This time of year can be…intense. Expectations, from others and from within, can really mess with my mental state during the holidays. Before I know it my brain is going in a hundred different directions, besides than the hundred paths it’s already trying to follow. My way through is usually to have lists for all the things because I’m an organized person. But this year I’m not even close to anything resembling order. Who else is exhausted? Or is it just me?
The picture below is the mediation labyrinth at what was once a conference centre where we went for writing retreats a couple of times a year. You follow the same path in and out, which makes it different from a maze which usually has more than one exit and entry point. The idea being that walking in a circle blocks your sense of direction and the outside world, quieting your mind.

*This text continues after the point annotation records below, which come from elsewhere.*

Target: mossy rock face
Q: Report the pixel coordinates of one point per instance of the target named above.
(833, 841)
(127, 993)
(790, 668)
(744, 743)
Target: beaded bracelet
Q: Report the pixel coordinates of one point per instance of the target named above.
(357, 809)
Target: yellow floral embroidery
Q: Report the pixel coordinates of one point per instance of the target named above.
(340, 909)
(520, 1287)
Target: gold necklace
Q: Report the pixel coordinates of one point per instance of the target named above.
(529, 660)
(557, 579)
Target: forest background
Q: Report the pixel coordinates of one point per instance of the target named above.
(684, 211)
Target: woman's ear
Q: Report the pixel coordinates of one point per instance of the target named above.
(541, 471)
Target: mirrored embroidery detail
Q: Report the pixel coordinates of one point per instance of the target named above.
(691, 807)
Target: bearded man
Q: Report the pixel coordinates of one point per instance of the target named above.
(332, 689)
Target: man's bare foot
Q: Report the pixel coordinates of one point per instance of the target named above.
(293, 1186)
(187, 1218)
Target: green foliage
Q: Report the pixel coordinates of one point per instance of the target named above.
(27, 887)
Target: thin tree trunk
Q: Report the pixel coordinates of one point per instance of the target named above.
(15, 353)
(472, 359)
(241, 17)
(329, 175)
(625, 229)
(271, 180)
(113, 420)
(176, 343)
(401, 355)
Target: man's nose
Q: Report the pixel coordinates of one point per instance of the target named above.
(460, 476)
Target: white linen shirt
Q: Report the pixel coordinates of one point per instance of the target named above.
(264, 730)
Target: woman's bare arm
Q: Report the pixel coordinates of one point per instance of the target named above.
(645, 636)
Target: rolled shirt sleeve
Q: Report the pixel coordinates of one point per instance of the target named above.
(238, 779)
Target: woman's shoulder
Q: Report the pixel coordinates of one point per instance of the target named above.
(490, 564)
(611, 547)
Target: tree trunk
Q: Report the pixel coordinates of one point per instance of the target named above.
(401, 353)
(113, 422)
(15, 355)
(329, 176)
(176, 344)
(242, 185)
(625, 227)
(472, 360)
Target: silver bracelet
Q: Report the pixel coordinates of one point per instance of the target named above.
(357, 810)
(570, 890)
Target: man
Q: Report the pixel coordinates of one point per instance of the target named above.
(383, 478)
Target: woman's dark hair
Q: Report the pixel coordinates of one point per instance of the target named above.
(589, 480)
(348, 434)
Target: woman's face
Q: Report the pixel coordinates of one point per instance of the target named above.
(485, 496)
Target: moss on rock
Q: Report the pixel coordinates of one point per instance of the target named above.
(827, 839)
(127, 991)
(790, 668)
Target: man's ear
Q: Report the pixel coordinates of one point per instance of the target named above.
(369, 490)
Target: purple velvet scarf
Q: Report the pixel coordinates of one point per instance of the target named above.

Being outside even viewing scenes of nature is great for our mental health. It reduces feelings of anger and fear. It positively affects your physical wellbeing by reducing blood pressure and slowing your heart rate. Our daughter has an intellectual disability and suffers from anxiety. One of her favourite way to reduce stress is a drive in the car around the large urban park in our city. Often we park and watch the birds. She’s a huge bird nerd. No radio. No distractions. Just what’s happening outside her window.
Winter Stress Relievers That Don’t Cost a Thing:
Laugh. A big belly laugh. Small chuckles. Even fake laughs have health benefits. It can ease pain and reduce your body’s stress response.
Take a Deep Breath. There are several ways to improve your technique so that you are sending much needed oxygen to all the right places and not taking shallow breaths with less benefits.
Hugs. I first read about hugging as a stress reliever in the book: Burnout. I always knew hugs were great, but I didn’t realize they had physiological benefits. Of course, you need another person for this. But giving and receiving a long hug really works. After about10 seconds you can feel your shoulders drop and your body relax.
There are other ways, of course. I found this great article: Stress Relief: 18 Highly Effective Stress Relief Strategies.
None of these things are a replacement for medical treatment or proper care. Speak to your doctor if you are struggling. Book an appointment to see a therapist. I know from personal experience that it helps. We’ve all heard of the tragic death by suicide of Stephen tWitch Boss. If you, or a loved one, are struggling with suicidal thoughts and live in Canada, call 1.833.456.4566. Or call: 911. Or text: 4566. Or please check out the Talk Suicide website.
Until next time…
What is your favourite way to decrease stress?